Introduction
Hi there!
“Look, it is already somewhat useable. You have been working on it for quite some time, it would be a pity not to publish it”.
– A good friend of mine pushed me recently.
I am releasing a preview of a hobby project of mine: Open Poiesis – building blocks of a virtual laboratory for systems thinking.
Overview
Intention of the Open Poiesis project is to create an open architecture for a virtual laboratory for modelling, simulation and reasoning about systems. Focus is on the modelling process, model reasoning, model composition and sharing of reusable model fragments.
This project is about modelling the modelling. Where the intended output is an answer to the question:
How a model of a modelling, simulation, reasoning and experimentation process looks like?
The included collection of libraries and tools that are part of the project are essential, yet they are not the primary goal.

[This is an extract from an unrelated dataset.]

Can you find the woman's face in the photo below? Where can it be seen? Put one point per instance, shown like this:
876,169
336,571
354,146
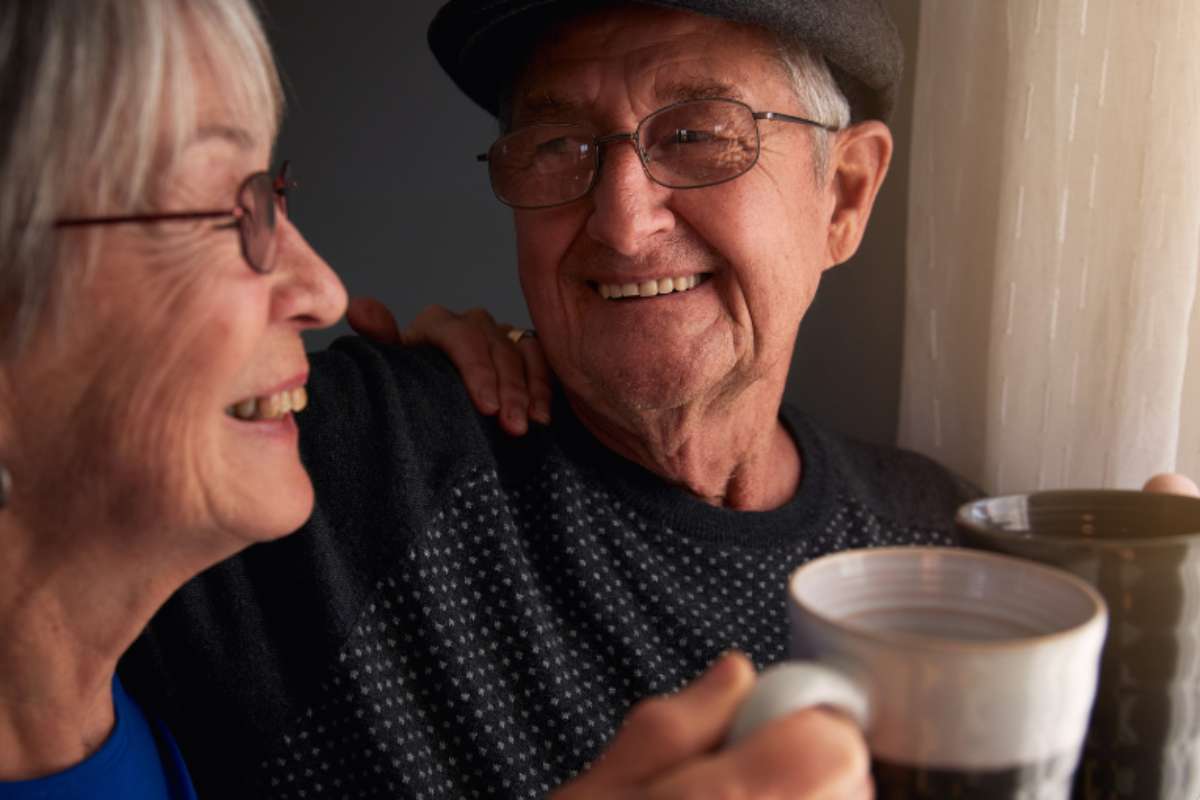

Their purpose is to reflect and verify ideas about the architecture, structures, algorithms, interchange formats and more. Learnings are captured as a systems architecture, which is constantly evolving.
Current Status
As of the time of this post, the following components exist:
- Poietic Core: Swift package that provides basis for design, design objects, metamodel, changes, persistence, arithmetic expressions.
- Poietic Flows: Swift package for Stock and Flow modelling domain and simulator.
- Poietic Tool: Command-line tool for editing and running Poietic models.
- Poietic Server: Makeshift localhost simulation server for running the PoieticFlows models.
The language of choice for the prototype implementation, which might become referential, is Swift.
The design is gradually being described in the Poietic Architecture repository which will include diagrams, specifications, proposals and more. I am not yet firmly decided on the structure though.
Goals and Non-Goals
Make people see and understand the systems of the nature and society and give them the ability to collaboratively improve the seeing and the understanding.
To achieve that, this project is based on two inter-related foundations: an open architecture of a toolkit and an ecosystem of model libraries. To get there, these are the goals:
- Describe and make tools for seeing and understanding.
- Help others to build similar tools.
- Make sure that the tools that exist out there can exchange user created content.
- Formalise model of models (metamodel) and make sure it is practical yet comprehensive, transparent yet easily processable.
- Enable a way to share, compare and compose models.
- Allow variety of opinions, scenarios and narratives to be present in an open ecosystem of the models.
- Make sure that all of the above, including user’s creations, is open and has assured continuity through formal specification.
I will write about the model library idea in more details later.
A wish: graphical interactive modelling applications (local-first).
See also: Requirements.
Non-Goals
- Performance. At this stage, focusing on performance would get in the way of making the software understandable and it would make the software hard to evolve.
- Development of modelling methodologies that are not based on graphs nor can be integrated in the graph structures.
Next Steps
My personal focus, without specific time commitment is:
- Documenting what exists, describe technical debt
- Creating diagrams of data models, data flows and other relevant aspects of the software. (Populating the architecture repository.)
- Bug-fixing what exists, no radical new features at the moment, except if needed for model examples.
- Create more models and examples. Add features, if necessary, to support those models. (Populating the examples repository.)
- Attempt to sketch a simple graphical modelling application (I am contemplating Godot).
I will be writing more about the project. Regularity is not assured. The upcoming posts that I have in mind:
- Current state of the software with focus on the technical debt and on what is wrong/not as I want it to be.
- Description of the data model, reasoning behind it and known issues.
- Detailed description of the Flows compilation process.
Getting Involved
If you would like to to join me on the journey of modelling the modelling, modelling the seeing and modelling the understanding, I would be more than happy.
If you don’t have an idea how, and if you are an engineer, the help I might need right now is code and documentation review. I have been immersed in my own code for a significant amount if time, that I am numb to many of the design decisions I made.
If you have some technical background, even playing with the toolkit and giving me feedback about the experience will make me happy.
If you are not an engineer, giving me a model suggestion, if you have an existing (stock and flow) model at hand, would benefit the project as well.
Or just give any constructive feedback, ask a question or propose a feature.
Links and Further Reading
- Open Poiesis (all): github
- Poietic Tool: github
- Poietic Flows: github, package documentation
- Poietic Core: github, package documentation
- Poietic Server: github
- Poietic Architecture: github
Closing Remarks
Why I am doing it? because I enjoy it and I feel that it might be useful. That is it.
This project is a hobby project that I am sharing with whoever might like it. I hope it might be at least somewhat useful for others. Even if for nothing else, at least the software evolution story telling and the diagrams might inspire someone.